Au moment où le gouvernement de la France a choisi en 2010 de repasser à l’austérité, alors que le pays se remettait tout juste de la crise mondiale, la dette publique était à 85 % du PIB, dix ans plus tard elle est à 100 %, le taux de croissance de l’investissement moyen est devenu négatif, le stock d’actifs publics s’est mis à stagner, voire à diminuer, et la croissance moyenne sur la décennie 2010 a été la plus basse que nous n’ayons jamais eue alors même que la transition vers une économie circulaire est à peine entamée. Dans une revue de la littérature sur les outils de politique

économique mobilisables par les gouvernements pour orienter les économies sur une trajectoire décarbonée, deux économistes du FMI soulignent que les dispositifs de marché sont incapables de répondre à ce défi. Ils estiment qu’une politique macroéconomique et financière volontariste est impérative et soulignent que l’investissement public en est l’un des principaux outils (Krogstrup et Oman, 2019, Oman, 2019). Le tableau 6 montre que la décennie 2010 fait moins bien en terme de croissance que la décennie 2000 malgré une stagnation en 2008 et une terrible récession en 2009 (- 2,9%).

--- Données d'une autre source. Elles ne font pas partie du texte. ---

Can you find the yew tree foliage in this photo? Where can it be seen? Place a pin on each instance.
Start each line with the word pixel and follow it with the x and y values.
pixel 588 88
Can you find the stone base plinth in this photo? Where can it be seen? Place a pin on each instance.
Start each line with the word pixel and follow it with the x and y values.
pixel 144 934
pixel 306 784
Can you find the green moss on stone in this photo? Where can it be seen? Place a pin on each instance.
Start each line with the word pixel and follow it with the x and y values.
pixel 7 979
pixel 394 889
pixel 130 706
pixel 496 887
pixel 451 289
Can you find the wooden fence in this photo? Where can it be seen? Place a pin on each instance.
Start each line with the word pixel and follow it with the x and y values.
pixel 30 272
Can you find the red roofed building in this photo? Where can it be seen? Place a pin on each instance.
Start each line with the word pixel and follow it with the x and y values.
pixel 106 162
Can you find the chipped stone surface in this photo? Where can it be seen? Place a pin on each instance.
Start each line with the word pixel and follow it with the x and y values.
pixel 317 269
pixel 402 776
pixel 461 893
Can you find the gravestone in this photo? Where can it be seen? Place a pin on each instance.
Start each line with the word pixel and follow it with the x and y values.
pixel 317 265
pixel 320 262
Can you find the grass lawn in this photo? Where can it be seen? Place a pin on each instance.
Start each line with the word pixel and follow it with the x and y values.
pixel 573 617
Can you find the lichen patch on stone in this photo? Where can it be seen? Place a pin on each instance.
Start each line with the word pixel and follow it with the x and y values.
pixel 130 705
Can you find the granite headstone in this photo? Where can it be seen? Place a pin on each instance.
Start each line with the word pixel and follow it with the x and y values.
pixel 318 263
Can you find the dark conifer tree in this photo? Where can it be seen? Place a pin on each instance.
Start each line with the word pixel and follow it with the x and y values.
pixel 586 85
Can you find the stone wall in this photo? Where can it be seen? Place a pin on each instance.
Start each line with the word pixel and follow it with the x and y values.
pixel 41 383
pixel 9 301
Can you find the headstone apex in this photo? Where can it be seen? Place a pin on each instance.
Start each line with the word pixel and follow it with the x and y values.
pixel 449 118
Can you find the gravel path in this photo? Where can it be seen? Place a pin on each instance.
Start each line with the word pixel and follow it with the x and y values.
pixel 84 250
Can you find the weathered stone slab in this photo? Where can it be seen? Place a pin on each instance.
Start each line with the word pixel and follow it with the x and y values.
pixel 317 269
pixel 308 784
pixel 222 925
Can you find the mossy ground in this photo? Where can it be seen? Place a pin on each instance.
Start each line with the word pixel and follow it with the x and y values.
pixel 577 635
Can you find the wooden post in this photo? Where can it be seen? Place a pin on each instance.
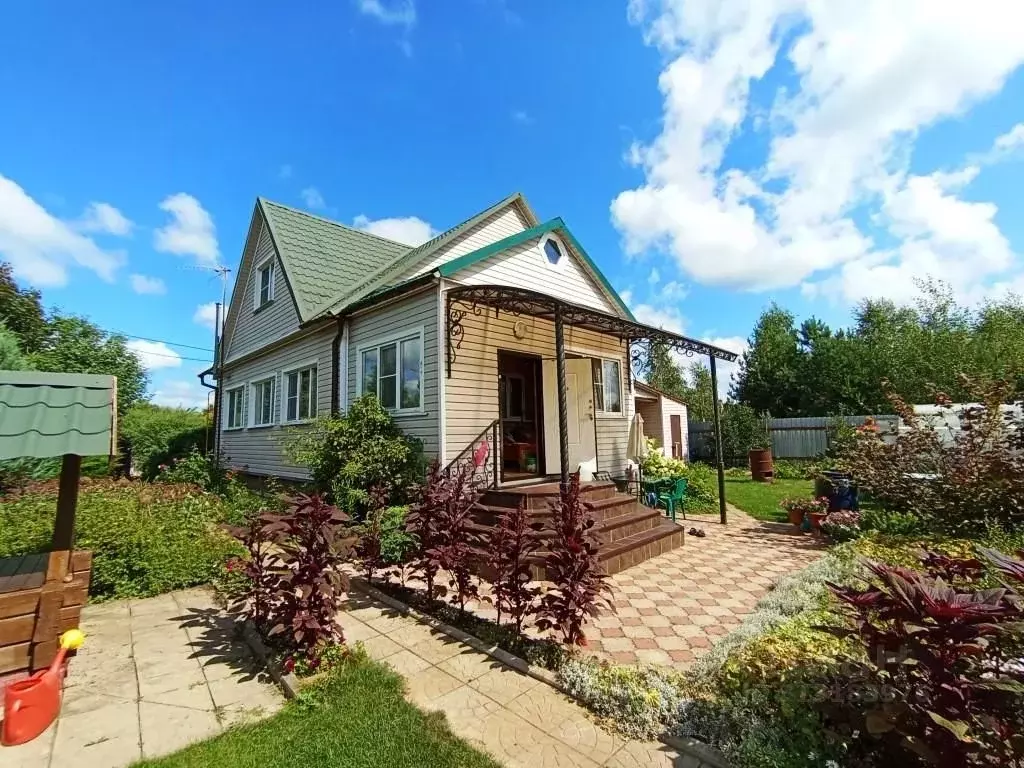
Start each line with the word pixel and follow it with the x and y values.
pixel 64 527
pixel 563 430
pixel 718 441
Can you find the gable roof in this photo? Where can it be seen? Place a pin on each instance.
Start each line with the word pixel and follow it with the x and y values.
pixel 397 270
pixel 449 268
pixel 323 258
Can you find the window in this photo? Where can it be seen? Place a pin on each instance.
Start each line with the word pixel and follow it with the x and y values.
pixel 552 251
pixel 394 373
pixel 300 394
pixel 236 409
pixel 264 284
pixel 262 393
pixel 607 386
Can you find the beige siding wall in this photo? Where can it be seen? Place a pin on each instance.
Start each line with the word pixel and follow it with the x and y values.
pixel 259 450
pixel 471 393
pixel 406 315
pixel 256 329
pixel 526 266
pixel 501 224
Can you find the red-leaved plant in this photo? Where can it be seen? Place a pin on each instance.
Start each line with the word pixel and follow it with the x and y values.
pixel 580 587
pixel 510 546
pixel 297 558
pixel 947 658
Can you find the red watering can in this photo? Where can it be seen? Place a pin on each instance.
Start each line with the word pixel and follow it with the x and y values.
pixel 30 706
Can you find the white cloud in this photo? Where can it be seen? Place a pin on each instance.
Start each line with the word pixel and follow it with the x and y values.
pixel 179 393
pixel 869 77
pixel 206 314
pixel 41 248
pixel 154 354
pixel 411 230
pixel 103 218
pixel 190 231
pixel 143 285
pixel 399 12
pixel 312 198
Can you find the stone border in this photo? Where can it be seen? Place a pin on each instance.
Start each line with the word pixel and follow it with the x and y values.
pixel 689 747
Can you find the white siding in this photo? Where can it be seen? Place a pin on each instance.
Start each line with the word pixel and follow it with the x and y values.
pixel 471 393
pixel 253 330
pixel 419 310
pixel 500 224
pixel 526 266
pixel 259 450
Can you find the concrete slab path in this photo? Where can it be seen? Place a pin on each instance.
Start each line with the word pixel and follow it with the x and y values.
pixel 153 677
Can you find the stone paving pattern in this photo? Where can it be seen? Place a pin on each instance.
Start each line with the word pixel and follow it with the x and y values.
pixel 675 606
pixel 153 677
pixel 521 722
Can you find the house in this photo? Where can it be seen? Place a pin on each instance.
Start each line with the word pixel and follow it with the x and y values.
pixel 664 420
pixel 501 329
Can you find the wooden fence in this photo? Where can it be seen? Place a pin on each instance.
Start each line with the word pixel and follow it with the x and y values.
pixel 802 437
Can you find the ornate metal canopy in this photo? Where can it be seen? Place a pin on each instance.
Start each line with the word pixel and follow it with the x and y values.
pixel 521 301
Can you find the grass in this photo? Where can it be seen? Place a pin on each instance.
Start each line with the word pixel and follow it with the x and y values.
pixel 356 718
pixel 761 500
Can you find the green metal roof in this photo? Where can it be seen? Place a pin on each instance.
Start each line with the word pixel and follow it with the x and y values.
pixel 44 415
pixel 322 258
pixel 404 263
pixel 556 224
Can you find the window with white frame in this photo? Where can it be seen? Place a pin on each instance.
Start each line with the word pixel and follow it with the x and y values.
pixel 264 284
pixel 607 386
pixel 300 394
pixel 393 371
pixel 262 401
pixel 235 411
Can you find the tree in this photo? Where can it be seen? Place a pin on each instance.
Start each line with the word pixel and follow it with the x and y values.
pixel 75 345
pixel 10 354
pixel 22 311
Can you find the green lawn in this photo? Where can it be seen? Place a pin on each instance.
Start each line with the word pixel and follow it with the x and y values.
pixel 761 500
pixel 357 718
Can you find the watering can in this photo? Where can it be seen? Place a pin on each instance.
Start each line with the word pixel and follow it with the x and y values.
pixel 30 706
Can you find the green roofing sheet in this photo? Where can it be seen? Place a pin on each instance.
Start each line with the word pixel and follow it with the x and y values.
pixel 44 415
pixel 324 259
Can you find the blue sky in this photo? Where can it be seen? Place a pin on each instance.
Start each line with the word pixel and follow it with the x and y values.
pixel 710 162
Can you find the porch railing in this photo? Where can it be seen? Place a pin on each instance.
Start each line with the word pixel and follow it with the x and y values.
pixel 483 460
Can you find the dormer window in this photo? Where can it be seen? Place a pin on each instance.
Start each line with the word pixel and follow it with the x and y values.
pixel 552 251
pixel 264 284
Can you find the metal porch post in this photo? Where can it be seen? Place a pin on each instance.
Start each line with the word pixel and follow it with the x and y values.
pixel 563 432
pixel 718 440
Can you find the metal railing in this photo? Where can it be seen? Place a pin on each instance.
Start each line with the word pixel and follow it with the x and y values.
pixel 484 461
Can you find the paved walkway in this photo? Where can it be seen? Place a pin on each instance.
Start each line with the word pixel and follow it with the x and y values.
pixel 518 720
pixel 673 607
pixel 153 677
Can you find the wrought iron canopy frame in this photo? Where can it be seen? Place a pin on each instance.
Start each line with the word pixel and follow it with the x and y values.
pixel 517 301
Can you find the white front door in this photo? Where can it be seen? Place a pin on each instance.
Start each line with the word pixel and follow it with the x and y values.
pixel 580 401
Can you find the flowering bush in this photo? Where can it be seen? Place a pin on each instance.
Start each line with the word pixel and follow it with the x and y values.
pixel 842 525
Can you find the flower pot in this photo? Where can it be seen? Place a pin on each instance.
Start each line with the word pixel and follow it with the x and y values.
pixel 761 466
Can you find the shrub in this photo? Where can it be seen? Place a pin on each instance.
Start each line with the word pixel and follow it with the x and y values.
pixel 944 655
pixel 955 482
pixel 145 539
pixel 297 581
pixel 510 547
pixel 361 450
pixel 580 587
pixel 155 435
pixel 842 525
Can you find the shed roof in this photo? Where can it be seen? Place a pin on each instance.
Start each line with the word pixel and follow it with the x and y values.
pixel 45 414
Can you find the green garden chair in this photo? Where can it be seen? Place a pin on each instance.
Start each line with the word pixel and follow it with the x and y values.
pixel 674 498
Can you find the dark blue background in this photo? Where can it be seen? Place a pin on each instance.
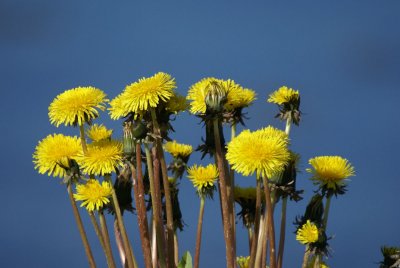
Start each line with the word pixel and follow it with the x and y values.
pixel 343 56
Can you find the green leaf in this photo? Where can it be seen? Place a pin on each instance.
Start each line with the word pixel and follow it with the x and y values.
pixel 186 261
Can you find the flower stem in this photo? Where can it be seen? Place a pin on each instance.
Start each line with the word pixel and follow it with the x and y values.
pixel 83 139
pixel 282 232
pixel 199 228
pixel 82 233
pixel 226 212
pixel 167 192
pixel 257 220
pixel 270 223
pixel 97 231
pixel 125 241
pixel 155 204
pixel 106 240
pixel 326 211
pixel 305 258
pixel 138 188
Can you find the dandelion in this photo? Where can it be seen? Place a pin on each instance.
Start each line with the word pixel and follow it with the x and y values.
pixel 203 177
pixel 101 158
pixel 264 152
pixel 177 149
pixel 283 95
pixel 99 132
pixel 330 171
pixel 54 152
pixel 308 233
pixel 148 92
pixel 93 194
pixel 77 106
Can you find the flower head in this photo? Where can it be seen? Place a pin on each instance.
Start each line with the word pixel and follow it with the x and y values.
pixel 148 92
pixel 54 153
pixel 264 152
pixel 93 194
pixel 178 149
pixel 283 95
pixel 236 96
pixel 203 178
pixel 101 158
pixel 99 132
pixel 77 106
pixel 330 171
pixel 308 233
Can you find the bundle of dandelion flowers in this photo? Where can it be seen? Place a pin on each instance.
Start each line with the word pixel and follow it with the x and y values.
pixel 142 95
pixel 265 153
pixel 77 106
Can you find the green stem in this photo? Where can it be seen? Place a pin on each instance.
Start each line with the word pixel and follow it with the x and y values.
pixel 306 257
pixel 271 234
pixel 125 241
pixel 106 240
pixel 326 211
pixel 155 206
pixel 138 188
pixel 198 237
pixel 167 191
pixel 282 233
pixel 97 231
pixel 257 220
pixel 250 236
pixel 82 233
pixel 226 212
pixel 83 139
pixel 283 211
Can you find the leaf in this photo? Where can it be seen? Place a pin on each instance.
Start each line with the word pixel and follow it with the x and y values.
pixel 186 261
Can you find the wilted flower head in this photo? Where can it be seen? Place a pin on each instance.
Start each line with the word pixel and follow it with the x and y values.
pixel 203 178
pixel 93 194
pixel 288 101
pixel 178 149
pixel 99 132
pixel 330 172
pixel 77 106
pixel 308 233
pixel 53 154
pixel 102 158
pixel 264 152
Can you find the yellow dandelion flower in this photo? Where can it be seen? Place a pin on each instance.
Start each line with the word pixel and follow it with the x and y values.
pixel 93 194
pixel 178 149
pixel 77 106
pixel 330 170
pixel 101 158
pixel 99 132
pixel 148 92
pixel 283 95
pixel 264 152
pixel 53 152
pixel 203 177
pixel 176 104
pixel 243 262
pixel 308 233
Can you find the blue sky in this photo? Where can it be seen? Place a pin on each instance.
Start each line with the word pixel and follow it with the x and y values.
pixel 343 56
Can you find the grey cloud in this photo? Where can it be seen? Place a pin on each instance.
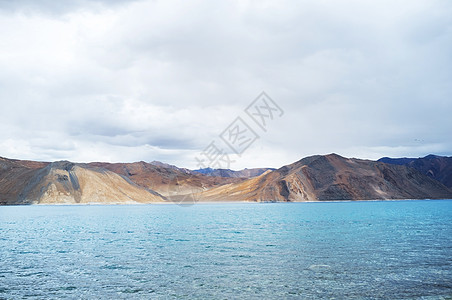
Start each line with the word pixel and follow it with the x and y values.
pixel 163 78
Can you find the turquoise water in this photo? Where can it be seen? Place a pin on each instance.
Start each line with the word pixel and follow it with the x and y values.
pixel 348 250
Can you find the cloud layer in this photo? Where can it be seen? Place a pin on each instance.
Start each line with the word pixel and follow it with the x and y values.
pixel 159 80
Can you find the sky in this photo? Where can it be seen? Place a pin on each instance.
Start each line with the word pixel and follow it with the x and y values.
pixel 125 81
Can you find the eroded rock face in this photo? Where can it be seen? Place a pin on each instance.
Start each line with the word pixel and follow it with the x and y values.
pixel 315 178
pixel 67 183
pixel 333 177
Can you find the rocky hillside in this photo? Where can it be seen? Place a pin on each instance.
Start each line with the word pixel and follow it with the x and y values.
pixel 333 177
pixel 245 173
pixel 315 178
pixel 436 167
pixel 165 179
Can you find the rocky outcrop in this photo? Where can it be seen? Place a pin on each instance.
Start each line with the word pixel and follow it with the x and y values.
pixel 245 173
pixel 315 178
pixel 434 166
pixel 332 177
pixel 67 183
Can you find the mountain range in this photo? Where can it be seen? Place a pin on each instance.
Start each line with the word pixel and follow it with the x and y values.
pixel 314 178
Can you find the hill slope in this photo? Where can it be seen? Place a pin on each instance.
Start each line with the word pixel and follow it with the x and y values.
pixel 333 177
pixel 65 182
pixel 436 167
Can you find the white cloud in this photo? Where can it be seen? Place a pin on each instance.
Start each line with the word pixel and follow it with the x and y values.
pixel 147 80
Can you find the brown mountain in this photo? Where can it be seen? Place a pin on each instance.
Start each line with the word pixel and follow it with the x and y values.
pixel 24 182
pixel 165 179
pixel 332 177
pixel 245 173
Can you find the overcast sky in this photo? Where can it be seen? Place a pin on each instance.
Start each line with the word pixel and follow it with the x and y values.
pixel 125 81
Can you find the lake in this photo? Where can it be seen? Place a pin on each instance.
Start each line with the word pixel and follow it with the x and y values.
pixel 342 250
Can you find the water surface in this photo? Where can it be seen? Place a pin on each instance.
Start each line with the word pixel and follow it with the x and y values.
pixel 353 250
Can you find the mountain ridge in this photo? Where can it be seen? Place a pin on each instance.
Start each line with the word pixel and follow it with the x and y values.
pixel 313 178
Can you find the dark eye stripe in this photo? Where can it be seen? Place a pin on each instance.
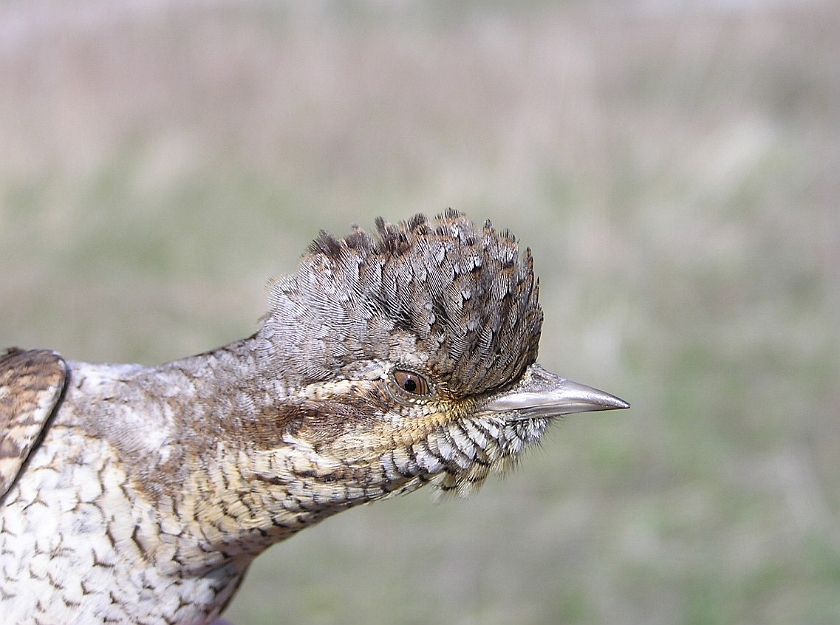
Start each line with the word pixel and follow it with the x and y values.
pixel 411 382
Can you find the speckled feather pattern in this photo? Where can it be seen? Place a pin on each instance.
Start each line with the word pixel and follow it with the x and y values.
pixel 141 494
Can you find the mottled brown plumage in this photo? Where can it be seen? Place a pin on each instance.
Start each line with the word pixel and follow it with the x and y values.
pixel 133 494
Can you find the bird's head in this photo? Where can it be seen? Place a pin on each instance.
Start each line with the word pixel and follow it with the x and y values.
pixel 410 356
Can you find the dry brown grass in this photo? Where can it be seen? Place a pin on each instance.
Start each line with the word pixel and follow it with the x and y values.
pixel 674 169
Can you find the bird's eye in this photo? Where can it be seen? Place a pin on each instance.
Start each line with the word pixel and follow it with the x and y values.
pixel 411 382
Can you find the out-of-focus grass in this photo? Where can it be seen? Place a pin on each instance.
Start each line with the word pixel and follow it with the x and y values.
pixel 674 169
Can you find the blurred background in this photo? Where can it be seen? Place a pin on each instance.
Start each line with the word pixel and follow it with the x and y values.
pixel 675 167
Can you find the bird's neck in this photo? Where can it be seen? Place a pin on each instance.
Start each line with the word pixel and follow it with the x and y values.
pixel 245 481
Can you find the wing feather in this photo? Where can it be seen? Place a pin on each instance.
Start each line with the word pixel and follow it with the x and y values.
pixel 31 385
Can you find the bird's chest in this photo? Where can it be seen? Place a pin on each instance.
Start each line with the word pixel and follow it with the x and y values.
pixel 77 545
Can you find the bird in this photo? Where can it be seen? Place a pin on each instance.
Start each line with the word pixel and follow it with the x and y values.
pixel 386 362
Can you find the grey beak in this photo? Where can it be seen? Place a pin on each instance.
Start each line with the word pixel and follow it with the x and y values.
pixel 543 394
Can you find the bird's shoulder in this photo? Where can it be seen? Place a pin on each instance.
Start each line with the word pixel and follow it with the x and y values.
pixel 31 386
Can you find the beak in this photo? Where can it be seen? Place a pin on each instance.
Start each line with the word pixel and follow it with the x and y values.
pixel 541 394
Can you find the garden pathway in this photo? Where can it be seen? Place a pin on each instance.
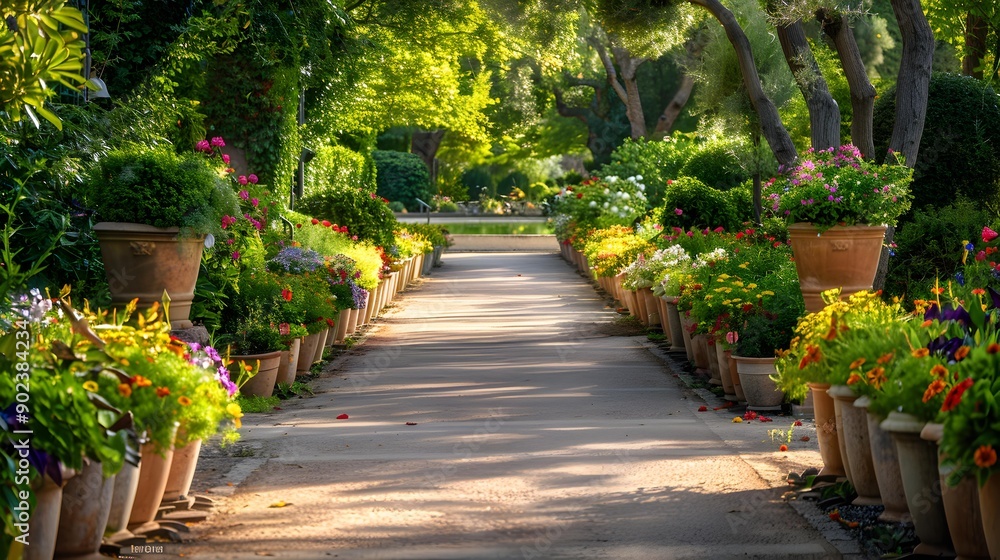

L’austérité n’a pas amélioré les finances publiques mais a plombé la croissance, avec toutes les

conséquences que l’on sait sur la persistance du chômage et l’approfondissement de la précarité. Malgré cette faible activité interne et malgré les baisses de cotisations sociales et le CICE accordés aux entreprises françaises au nom de la compétitivité, le solde des échanges extérieurs (biens et

services) s’est certes un peu amélioré mais il demeure négatif64. Que faut-il de plus pour convaincre

que cette politique est une impasse ? Combien de temps encore doit-on continuer à faire la même chose tout en sachant que cela ne marche pas ?

Cette évidence est partagée tellement largement que plusieurs économistes du FMI, avec l’aval de Blanchard qui était alors son économiste en chef, se sont inquiétés dès 2015 de l’effet délétère de ces politiques sur l’investissement public (Ostry et al., 2015). Ils constatent l’érosion des

patrimoines publics et suggèrent que le « néolibéralisme » n’est pas à même d’apporter une solution au problème posé (Ostry et al., 2016).

Conclusion intermédiaire

1. L’austérité budgétaire ne marche pas.

2. Les « erreurs » reconnues coup sur coup début 2013 d’abord par les économistes du FMI, à propos de la sous-évaluation systématique des multiplicateurs, puis par Reinhart et Rogoff, à propos du seuil de dette publique prétendument fatidique à 90 % pour la croissance,

montrent que les fondements scientifiques des politiques dites de « consolidation » étaient bien minces.